François Fillon, dans un entretien au Monde daté de vendredi, a décidé de recadrer les membres de son camp. A un moment où les dissensions se multiplient, il leur demande de ne pas livrer bataille "sur la place publique", .

Evoquant la première série d'explications qu'il a eue mardi devant les députés UMP réunis à huis clos, le premier ministre persiste et signe: "ce n'était pas un coup de sang.
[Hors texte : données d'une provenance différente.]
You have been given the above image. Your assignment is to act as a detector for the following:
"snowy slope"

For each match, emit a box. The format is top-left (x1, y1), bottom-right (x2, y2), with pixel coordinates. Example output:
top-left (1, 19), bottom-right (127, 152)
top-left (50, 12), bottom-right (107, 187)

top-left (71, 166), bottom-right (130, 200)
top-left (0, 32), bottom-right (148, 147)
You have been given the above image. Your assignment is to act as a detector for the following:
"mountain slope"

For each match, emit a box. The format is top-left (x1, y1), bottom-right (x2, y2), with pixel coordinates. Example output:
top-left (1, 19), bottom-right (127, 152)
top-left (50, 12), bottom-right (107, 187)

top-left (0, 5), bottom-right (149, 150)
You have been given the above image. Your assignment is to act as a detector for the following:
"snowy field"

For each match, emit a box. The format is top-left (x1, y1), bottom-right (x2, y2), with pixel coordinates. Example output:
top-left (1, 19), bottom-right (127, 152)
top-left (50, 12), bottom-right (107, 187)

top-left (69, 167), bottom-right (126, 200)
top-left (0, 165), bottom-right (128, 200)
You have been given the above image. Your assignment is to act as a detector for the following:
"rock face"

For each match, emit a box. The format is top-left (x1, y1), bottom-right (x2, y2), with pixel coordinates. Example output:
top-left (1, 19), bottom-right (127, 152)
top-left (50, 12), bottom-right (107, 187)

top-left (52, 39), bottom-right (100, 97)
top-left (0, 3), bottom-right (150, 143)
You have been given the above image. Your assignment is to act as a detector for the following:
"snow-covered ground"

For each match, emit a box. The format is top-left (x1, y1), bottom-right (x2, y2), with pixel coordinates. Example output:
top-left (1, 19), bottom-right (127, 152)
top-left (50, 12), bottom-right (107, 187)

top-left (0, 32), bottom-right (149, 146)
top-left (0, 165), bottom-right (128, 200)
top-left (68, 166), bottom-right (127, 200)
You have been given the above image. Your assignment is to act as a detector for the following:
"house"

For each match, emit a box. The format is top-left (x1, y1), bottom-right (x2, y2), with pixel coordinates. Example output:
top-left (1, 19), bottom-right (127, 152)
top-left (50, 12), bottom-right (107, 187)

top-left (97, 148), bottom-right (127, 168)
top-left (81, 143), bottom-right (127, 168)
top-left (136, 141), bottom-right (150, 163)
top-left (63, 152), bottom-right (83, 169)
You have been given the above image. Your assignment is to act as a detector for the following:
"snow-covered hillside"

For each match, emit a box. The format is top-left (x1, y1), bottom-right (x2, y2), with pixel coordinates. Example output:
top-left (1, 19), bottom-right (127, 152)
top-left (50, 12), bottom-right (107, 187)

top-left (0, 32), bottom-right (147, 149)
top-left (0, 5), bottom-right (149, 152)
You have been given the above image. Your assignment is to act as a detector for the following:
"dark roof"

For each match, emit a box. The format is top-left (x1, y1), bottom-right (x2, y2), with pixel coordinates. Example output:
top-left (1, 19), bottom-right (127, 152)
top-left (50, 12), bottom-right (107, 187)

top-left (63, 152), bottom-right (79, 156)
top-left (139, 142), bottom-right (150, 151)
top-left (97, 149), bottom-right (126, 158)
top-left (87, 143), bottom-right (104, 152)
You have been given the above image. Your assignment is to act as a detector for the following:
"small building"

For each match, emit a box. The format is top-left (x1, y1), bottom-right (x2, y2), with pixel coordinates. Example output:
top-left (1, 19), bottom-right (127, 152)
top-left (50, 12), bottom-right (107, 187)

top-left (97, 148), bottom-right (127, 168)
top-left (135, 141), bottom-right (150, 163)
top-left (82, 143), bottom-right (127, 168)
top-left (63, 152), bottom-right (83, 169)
La Ve république ce sont des institutions très subtiles qui ne fonctionnent que si chacun est à sa place".

Rama Yade

Première visée : Rama Yade, qui s'est opposée aux arbitrages de sa ministre de tutelle, Roselyne Bachelot, sur la question du "droit à l'image collective" (DIC) des sportifs, après s'être, à plusieurs reprises ces derniers mois, affranchie de la tutelle de l'Elysée.

"On ne peut pas être au gouvernement et en opposition avec la ligne du gouvernement", tranche le premier ministre à propos de celle dont l'avenir dans l'exécutif apparaît de plus en plus fragilisé.

Grand emprunt

Autre bête noire de François Fillon: le conseiller spécial de Nicolas Sarkozy, Henri Guaino, coupable, selon lui, de militer publiquement pour un grand emprunt massif. "Je pense que le président de la République ne souhaite pas qu'on s'exprime en son nom sur un sujet sur lequel lui et moi avons une approche cohérente", dit-il.

Il se désole par la même occasion que 63 députés UMP et Nouveau centre aient choisi de publier une tribune dans la presse pour que le montant du grand emprunt se situe entre 50 et 100 milliards d'euros. Il a lui-même évoqué la somme de 20 à 30 milliards, citant un chiffre avancé par le Trésor. Nicolas Sarkozy a a pour sa part annoncé ce jeudi que la fourchette serait comprise entre 25 et 50 milliards d'euros.

Taxe professionnelle

Revenant sur la fronde menée par le sénateur Jean-Pierre Raffarin contre la réforme de la taxe professionnelle, il affirme que "la méthode est contestable". Et persifle : "beaucoup de ceux qui demandent le report de la réforme n'ont pas trouvé la force dans le passé de l'engager", alors que Jean-Pierre Raffarin a occupé Matignon de 2002 à 2005. Sur cette réforme il assure d'ailleurs qu'il maintiendra le cap, jurant qu'elle devra "être opérationnelle en 2010".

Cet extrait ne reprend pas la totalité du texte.